It doesn't take a physicist to figure out that the less light a camera sensor can capture, the fewer details the resulting picture will have. And yet, the challenge with mobile photography has always been about miniaturization without excessive compromise — how much light can you pull in an instant from smaller photo sites? Samsung may have developed an answer bright enough to debut: it will have its 43.7MP ISOCELL Slim GH1 sensor on volume production by the end of this year.

It was just a few years ago where smartphone OEMs wanted to emphasize larger pixel sizes — sometimes on the order of 1.25μm — to show that they cared about great photo quality on their products. However, it's been Samsung that's led the trend of pushing 0.8μm pixels into sensors billed to produce 48MP, 64MP, even 108MP images.

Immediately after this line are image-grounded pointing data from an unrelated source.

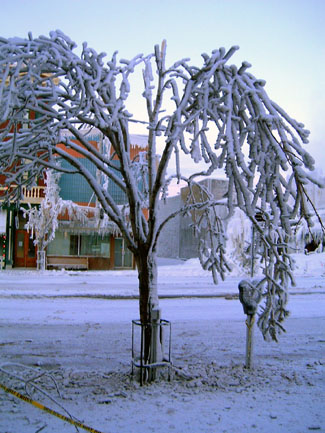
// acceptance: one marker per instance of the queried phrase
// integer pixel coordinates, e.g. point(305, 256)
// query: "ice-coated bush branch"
point(214, 113)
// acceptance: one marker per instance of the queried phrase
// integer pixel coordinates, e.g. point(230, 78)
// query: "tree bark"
point(149, 310)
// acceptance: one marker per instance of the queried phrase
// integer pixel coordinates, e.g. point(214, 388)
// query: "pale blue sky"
point(284, 40)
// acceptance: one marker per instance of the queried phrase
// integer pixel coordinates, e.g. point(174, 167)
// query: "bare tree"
point(211, 113)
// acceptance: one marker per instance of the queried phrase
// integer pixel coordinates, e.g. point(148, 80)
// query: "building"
point(177, 239)
point(94, 243)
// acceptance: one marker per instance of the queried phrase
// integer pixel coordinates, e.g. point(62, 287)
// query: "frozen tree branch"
point(221, 115)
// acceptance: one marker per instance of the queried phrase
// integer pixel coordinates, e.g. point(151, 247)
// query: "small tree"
point(42, 222)
point(211, 113)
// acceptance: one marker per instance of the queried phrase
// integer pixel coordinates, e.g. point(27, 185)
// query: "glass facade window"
point(67, 244)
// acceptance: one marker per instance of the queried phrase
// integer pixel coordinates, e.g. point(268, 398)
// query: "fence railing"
point(33, 195)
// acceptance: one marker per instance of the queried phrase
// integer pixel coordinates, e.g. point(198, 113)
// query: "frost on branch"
point(215, 113)
point(42, 222)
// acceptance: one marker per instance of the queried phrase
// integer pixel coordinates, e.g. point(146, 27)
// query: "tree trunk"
point(149, 311)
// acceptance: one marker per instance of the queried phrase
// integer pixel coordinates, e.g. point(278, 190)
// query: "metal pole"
point(249, 340)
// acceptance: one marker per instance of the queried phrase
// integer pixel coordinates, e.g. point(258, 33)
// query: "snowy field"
point(76, 327)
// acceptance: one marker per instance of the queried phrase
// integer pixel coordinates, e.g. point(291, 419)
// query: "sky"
point(284, 40)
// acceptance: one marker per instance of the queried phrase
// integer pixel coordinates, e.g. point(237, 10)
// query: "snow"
point(77, 327)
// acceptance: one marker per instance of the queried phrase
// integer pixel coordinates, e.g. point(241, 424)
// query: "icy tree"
point(215, 113)
point(42, 221)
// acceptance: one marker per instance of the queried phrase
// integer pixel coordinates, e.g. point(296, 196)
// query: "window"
point(66, 244)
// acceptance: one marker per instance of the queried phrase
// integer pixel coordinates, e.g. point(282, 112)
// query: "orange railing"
point(33, 195)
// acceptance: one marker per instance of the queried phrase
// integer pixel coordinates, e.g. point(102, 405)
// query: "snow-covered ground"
point(77, 327)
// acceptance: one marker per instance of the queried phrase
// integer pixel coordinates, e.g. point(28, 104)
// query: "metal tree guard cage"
point(138, 358)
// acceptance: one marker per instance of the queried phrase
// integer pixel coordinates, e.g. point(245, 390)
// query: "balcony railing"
point(33, 195)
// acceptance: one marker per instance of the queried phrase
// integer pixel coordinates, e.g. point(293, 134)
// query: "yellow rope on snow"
point(48, 410)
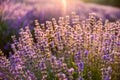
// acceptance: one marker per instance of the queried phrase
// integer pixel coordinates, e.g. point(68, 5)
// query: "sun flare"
point(64, 4)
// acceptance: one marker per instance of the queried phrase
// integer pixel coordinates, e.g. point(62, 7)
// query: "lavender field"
point(59, 40)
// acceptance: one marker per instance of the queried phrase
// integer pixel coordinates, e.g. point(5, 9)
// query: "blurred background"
point(115, 3)
point(16, 14)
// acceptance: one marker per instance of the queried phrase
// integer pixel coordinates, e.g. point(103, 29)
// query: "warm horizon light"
point(64, 3)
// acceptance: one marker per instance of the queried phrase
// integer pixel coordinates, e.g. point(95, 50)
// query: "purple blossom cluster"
point(67, 49)
point(23, 13)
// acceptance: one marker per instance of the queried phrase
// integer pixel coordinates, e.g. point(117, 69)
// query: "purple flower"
point(81, 66)
point(86, 53)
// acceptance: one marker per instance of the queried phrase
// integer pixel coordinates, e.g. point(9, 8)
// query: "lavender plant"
point(67, 49)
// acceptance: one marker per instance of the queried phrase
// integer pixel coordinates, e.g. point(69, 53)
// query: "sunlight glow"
point(64, 3)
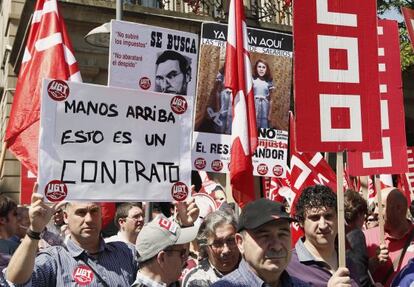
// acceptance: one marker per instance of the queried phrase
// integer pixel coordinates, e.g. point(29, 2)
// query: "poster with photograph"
point(101, 143)
point(271, 58)
point(151, 58)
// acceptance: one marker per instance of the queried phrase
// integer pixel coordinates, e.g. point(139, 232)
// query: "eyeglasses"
point(169, 77)
point(136, 217)
point(219, 244)
point(183, 252)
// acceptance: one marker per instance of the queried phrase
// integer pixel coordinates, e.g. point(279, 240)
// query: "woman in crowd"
point(262, 87)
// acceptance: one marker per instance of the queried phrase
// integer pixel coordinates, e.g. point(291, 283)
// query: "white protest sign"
point(152, 58)
point(110, 144)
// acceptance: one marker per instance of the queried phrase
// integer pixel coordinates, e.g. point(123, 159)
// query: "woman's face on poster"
point(261, 69)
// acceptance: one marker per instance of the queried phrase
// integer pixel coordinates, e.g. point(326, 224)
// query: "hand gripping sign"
point(110, 144)
point(336, 75)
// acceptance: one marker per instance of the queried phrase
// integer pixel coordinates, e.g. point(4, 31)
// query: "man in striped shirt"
point(87, 260)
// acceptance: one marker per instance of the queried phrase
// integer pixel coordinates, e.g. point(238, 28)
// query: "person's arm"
point(187, 211)
point(381, 258)
point(20, 268)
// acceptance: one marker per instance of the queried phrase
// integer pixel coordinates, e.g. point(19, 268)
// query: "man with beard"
point(218, 250)
point(129, 218)
point(173, 73)
point(315, 258)
point(263, 238)
point(386, 260)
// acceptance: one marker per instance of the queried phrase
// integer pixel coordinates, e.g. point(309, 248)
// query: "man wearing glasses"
point(173, 73)
point(8, 225)
point(218, 250)
point(162, 247)
point(129, 218)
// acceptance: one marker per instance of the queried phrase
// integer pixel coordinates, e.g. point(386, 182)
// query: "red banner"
point(409, 23)
point(410, 174)
point(238, 77)
point(393, 157)
point(308, 168)
point(336, 75)
point(48, 54)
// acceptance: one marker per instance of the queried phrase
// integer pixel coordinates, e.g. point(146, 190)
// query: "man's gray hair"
point(209, 226)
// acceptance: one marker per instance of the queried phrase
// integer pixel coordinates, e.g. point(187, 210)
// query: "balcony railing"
point(270, 11)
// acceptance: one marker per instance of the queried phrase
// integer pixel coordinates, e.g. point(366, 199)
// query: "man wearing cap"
point(162, 247)
point(263, 238)
point(315, 259)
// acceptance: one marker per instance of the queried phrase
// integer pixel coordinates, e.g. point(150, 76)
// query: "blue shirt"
point(405, 278)
point(59, 266)
point(304, 266)
point(245, 277)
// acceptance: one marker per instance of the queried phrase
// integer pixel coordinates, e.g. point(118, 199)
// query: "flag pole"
point(340, 207)
point(380, 208)
point(2, 157)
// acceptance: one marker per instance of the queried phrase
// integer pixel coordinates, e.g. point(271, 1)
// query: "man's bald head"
point(396, 206)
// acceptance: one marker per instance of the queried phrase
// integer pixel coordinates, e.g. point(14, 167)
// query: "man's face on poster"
point(170, 79)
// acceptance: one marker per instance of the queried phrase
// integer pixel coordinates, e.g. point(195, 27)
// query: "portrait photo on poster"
point(172, 72)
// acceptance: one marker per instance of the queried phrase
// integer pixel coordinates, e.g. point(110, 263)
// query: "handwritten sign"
point(101, 143)
point(152, 58)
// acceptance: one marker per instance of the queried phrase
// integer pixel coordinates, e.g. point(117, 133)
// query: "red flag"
point(307, 168)
point(238, 77)
point(48, 54)
point(409, 22)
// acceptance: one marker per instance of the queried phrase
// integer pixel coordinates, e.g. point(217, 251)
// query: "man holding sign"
point(87, 260)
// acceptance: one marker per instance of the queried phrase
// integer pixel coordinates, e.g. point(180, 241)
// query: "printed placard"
point(102, 143)
point(150, 58)
point(337, 100)
point(392, 159)
point(271, 58)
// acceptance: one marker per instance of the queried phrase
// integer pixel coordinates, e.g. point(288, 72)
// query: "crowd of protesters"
point(63, 244)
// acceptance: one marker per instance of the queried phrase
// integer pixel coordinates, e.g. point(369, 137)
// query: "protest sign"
point(151, 58)
point(271, 58)
point(337, 100)
point(110, 144)
point(392, 159)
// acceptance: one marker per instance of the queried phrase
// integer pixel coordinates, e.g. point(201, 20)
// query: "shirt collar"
point(255, 280)
point(75, 250)
point(302, 252)
point(246, 270)
point(141, 278)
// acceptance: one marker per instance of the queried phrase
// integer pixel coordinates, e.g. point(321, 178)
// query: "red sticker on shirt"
point(83, 275)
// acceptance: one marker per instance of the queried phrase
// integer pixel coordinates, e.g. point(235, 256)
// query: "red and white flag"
point(307, 168)
point(238, 77)
point(409, 23)
point(48, 54)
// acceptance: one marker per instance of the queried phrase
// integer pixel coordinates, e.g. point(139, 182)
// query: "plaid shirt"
point(245, 277)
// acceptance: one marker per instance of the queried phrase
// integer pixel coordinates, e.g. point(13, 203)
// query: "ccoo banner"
point(150, 58)
point(393, 157)
point(336, 75)
point(112, 144)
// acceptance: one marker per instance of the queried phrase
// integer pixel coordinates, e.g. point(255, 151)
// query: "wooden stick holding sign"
point(2, 156)
point(340, 207)
point(380, 208)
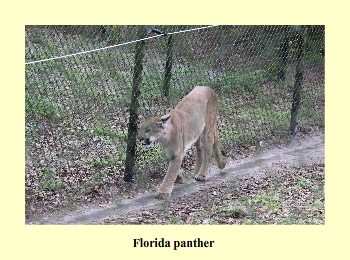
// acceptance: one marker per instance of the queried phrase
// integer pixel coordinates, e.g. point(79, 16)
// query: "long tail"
point(217, 152)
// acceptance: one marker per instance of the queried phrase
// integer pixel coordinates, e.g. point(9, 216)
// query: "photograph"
point(174, 125)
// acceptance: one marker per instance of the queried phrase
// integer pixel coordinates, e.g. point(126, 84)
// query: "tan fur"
point(193, 121)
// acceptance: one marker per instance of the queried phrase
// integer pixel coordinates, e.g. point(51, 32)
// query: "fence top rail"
point(117, 45)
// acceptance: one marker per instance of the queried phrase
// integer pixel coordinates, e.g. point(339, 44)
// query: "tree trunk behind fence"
point(132, 127)
point(168, 65)
point(297, 83)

The company is now claiming a step forward with the Slim GH1 being the first sensor to feature 0.7μm pixels. The ISOCELL Plus technology is supposed to keep color bleed to a minimum, HDR is meant to allow more colors onto the frame, and pixel-binning is meant to help produce brighter pictures at conventional smartphone camera resolutions. For video, the sensor is able to compress down by 2:1 to shoot with a frame of 3984 x 2740, giving some room for software-stabilized 4K footage at up to 60 frames per second with Super Phase Detect autofocus.

We've seen plenty of budget and mid-range phones carry 48MP sensors. We're not exactly sure how this will price out for OEMs, but it'll be interesting to see which devices will take on the GH1 and what optical magic the sensor can put out when it goes commercial next year.